Although our redesign of the tests was successful, I hope to move away from traditional sit-down testing in the online class altogether. This is in part motivated by difficulties we experienced in getting students to come to campus on a given day when they are not expected to do so at other times in the semester, but also because I believe that memorization is not the goal in this course, but rather deeper engagement with the texts themselves. I propose a two-part redesign of testing in this course (i.e., assessments in addition to Blackboard quizzes, discussion boards, blogs, or writing assignments). The first part would be two to three short close reading assignments. These would be distributed as open-book assignments that students have two hours to work on within a 24-hour window on Blackboard. These would alternate with two or three essay tests that would ask students to compare two passages in essays that they write in a two-hour window within a given longer period. I plan to implement these changes in upcoming semesters.

There is no one-for-one transfer between a traditional lecture format and an online version of the same class. Some of the difficulties of teaching an online course are shared across all courses, such as getting students to read assigned material and then to participate in discussions (whether face-to-face or virtual) that allow them to engage with the material and use examples from it to support their opinions. However, in an online course, such difficulties are increased exponentially because there is no regular face-to-face interaction during which an instructor can model good learning behavior and pose questions to the group that then form the basis for discussion prompts. A goal for future redesigns of this course is to take advantage of the comparatively small enrollment in the online course and make maximal use of the available technologies to foster as much active and interactive learning as possible. In addition to adding more materials that will guide students’ focus as they engage with the readings (in the form of short PowerPoints, reading guides, and links to online resources), I intend to create assignments and assessments that reward deeper engagement with the targeted material, rather than emphasize breadth and memorization, as has been the case in the face-to-face course.

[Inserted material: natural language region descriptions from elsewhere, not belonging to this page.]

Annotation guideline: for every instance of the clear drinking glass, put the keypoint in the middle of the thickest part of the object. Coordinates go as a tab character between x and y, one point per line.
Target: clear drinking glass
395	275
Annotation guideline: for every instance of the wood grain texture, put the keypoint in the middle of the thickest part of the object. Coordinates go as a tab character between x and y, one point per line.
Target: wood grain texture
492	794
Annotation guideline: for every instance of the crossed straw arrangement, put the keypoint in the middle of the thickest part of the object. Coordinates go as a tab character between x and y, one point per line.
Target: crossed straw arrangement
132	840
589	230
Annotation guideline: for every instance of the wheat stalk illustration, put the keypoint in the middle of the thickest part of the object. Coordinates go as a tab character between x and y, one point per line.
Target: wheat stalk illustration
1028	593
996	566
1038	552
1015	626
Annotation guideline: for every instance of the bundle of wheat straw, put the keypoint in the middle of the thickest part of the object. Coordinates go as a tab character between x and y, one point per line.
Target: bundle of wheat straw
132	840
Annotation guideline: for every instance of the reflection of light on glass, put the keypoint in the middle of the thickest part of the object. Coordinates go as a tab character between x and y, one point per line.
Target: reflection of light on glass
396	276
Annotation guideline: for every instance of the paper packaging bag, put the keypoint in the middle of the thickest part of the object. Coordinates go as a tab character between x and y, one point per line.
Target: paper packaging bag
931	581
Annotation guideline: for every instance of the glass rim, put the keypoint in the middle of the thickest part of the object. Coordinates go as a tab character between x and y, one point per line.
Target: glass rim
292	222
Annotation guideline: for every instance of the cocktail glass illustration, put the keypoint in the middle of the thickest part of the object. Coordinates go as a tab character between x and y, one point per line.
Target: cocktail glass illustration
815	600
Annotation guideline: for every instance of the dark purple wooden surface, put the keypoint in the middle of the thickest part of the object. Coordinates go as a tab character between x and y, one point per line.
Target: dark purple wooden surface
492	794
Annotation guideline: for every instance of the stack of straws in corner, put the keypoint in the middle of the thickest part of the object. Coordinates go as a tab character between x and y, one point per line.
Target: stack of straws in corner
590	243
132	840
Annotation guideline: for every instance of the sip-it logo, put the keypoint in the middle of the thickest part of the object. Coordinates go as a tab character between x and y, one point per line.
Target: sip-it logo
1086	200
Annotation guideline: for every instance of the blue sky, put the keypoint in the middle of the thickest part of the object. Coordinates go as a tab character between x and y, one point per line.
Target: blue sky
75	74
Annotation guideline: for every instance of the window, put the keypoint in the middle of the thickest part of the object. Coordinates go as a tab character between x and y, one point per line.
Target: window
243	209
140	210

Instead of comparing online courses with those of a standard lecture-style format, independent study courses provide a more apt comparison. In both online and independent study formats, students are required to be highly motivated and responsible, and there is little interaction with the instructor. Yet the advantage of the independent study model is that it allows for active learning from the start since the instructor is not scaffolding student readings, but rather the students’ readings of the text are their first and primary engagements with the material and thus form the basis for engagement.

This raises an important question: Should enrollment in online courses be limited to advanced students? Should first-year students be discouraged from taking these courses and instead be steered into face-to-face courses their first semesters at KU? Few advisors would recommend independent study courses to novice students, and few if any professors would be willing to supervise them. The same precautions may be helpfully applied to online education, which requires a depth of maturity and a strength of focus that most freshman and even many sophomores have not yet developed. A problem with this approach is that Classics 148 is a lower-division course that satisfies a KU Core goal that students are advised to fulfill during their first two years at the university. Enrollment in the course would suffer if its clientele were limited. Furthermore, the course would no longer be a gateway for classics courses, nor would it serve to attract students into the major. Successful online education needs to sail between the Scylla of traditional pedagogical expectations and the Charybdis of new but untested assumptions surrounding online learning.